Will Uganda be selling oil by 2020?

Saturday September 03 2016

A tentative roadmap suggests that actual oil production is set for 2022, but the Ugandan government insists that first oil is possible in 2020. TEA GRAPHIC | NATION MEDIA GROUP

On August 30, Uganda handed Tullow Oil plc and Total E&P eight production licences in a move to pick up the pace in commercialising the vast petroleum reserves in the Albertine basin.

But, observers say, while the issuance of licences is a major step forward, a lot still needs to be done to realise actual production.
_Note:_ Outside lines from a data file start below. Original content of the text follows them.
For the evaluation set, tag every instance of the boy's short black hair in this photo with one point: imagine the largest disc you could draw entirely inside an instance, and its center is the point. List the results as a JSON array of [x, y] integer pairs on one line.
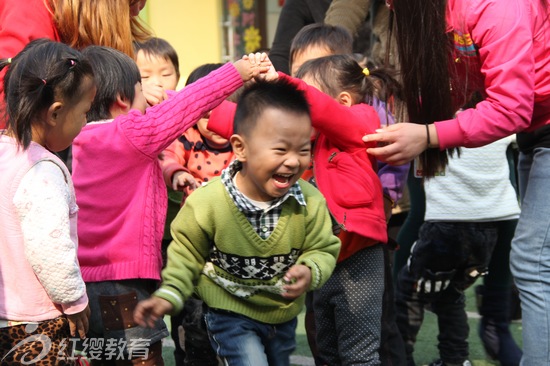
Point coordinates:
[[263, 95], [160, 48], [115, 74], [335, 38]]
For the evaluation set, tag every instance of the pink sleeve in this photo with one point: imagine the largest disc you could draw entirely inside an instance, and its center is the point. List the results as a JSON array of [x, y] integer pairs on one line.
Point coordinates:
[[502, 31], [221, 119]]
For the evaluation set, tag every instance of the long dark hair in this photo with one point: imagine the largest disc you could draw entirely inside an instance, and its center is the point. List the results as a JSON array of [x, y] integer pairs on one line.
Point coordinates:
[[423, 48]]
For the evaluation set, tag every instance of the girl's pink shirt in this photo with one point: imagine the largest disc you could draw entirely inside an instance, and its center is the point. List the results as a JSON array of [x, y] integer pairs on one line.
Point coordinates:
[[511, 38]]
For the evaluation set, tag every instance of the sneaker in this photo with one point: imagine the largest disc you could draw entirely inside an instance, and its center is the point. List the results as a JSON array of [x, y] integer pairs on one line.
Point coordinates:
[[441, 363]]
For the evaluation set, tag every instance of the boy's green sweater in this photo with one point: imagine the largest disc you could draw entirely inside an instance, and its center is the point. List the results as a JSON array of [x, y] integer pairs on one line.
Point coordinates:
[[217, 253]]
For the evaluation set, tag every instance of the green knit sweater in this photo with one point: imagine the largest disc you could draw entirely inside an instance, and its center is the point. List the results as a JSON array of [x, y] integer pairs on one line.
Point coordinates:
[[217, 253]]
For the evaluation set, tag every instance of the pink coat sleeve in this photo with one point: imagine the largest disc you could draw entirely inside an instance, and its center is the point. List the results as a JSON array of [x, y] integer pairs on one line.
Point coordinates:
[[221, 119]]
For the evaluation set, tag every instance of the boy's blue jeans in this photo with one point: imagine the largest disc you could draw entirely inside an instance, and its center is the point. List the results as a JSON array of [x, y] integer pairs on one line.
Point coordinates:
[[530, 256], [241, 341]]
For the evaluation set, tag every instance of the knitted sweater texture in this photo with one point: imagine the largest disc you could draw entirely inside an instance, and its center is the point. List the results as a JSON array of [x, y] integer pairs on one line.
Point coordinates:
[[119, 185]]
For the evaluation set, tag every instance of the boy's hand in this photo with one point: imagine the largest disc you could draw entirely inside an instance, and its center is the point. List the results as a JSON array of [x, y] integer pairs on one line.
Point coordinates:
[[298, 279], [252, 65], [182, 179], [148, 311], [78, 323], [154, 94]]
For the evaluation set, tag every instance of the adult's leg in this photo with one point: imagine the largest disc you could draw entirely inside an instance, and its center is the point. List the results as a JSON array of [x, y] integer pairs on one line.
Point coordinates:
[[495, 299], [392, 347], [241, 341]]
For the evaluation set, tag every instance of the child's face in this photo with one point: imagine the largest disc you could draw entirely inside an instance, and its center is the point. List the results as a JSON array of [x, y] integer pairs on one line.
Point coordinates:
[[214, 140], [274, 154], [157, 71], [67, 121], [308, 53]]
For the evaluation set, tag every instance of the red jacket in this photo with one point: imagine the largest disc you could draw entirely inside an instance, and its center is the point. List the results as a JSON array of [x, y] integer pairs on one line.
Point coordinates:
[[343, 171]]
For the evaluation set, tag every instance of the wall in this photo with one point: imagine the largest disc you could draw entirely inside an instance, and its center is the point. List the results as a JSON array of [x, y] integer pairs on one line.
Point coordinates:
[[192, 27]]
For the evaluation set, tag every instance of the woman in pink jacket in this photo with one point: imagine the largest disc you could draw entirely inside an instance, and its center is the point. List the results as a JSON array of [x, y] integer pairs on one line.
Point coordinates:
[[501, 50]]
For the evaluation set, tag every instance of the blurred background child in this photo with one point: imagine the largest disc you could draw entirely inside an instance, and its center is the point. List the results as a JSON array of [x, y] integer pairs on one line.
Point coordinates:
[[121, 192]]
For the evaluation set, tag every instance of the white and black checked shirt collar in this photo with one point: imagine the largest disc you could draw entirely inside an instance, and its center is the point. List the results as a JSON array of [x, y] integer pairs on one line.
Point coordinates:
[[263, 221]]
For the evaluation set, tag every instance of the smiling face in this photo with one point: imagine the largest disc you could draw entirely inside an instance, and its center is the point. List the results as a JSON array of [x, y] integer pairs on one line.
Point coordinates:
[[67, 120], [158, 71], [274, 154]]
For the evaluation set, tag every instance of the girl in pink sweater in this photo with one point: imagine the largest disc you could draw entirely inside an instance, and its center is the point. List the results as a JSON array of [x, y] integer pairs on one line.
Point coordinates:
[[49, 88], [121, 192]]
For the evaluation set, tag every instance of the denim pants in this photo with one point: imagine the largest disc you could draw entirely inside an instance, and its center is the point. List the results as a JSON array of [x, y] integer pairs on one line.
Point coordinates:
[[530, 256], [242, 341]]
These processes, experts warn, may not necessarily fit into President Yoweri Museveni’s plans to have oil flowing by 2018 for early production and 2020 for full production, a reality that potentially has a direct impact on political dynamics in the country.

The licensed areas contain 5.4 billion barrels of crude in place out of the overall discovery volume of 6.5 billion barrels. The fields, however, will not come on stream at the same time.

“The granting of production licences now paves the way for the joint venture partners and other stakeholders to consider significant long-term capital and infrastructure investments in Uganda,” said a joint statement by the partners.

The companies estimate that they will invest over $10 billion, an amount a fourth higher than the government’s estimate of $8 billion. So far the companies say they have invested over $2 billion since the farm down in 2012. British firm Tullow Oil Plc made $2.9 billion in the farmdown to Total E&P and China National Offshore Oil Company (CNOOC).  


A tentative roadmap suggests that actual production is set for 2022, but the government insists that first oil is possible in 2020.

“The companies are expected to work towards reaching final investment decision within 18 months after issuance of the production licenses and first oil production in the year 2020,” said Irene Muloni, Energy and Mineral Development Minister.

Total operates Block 1 while Tullow operates Block 2 and CNOOC Block 3A.  Each partner owns 33.3 per cent in each block. CNOOC was issued with a production licence for one field in 2013. The government will own 15 per cent shares in the oil blocks.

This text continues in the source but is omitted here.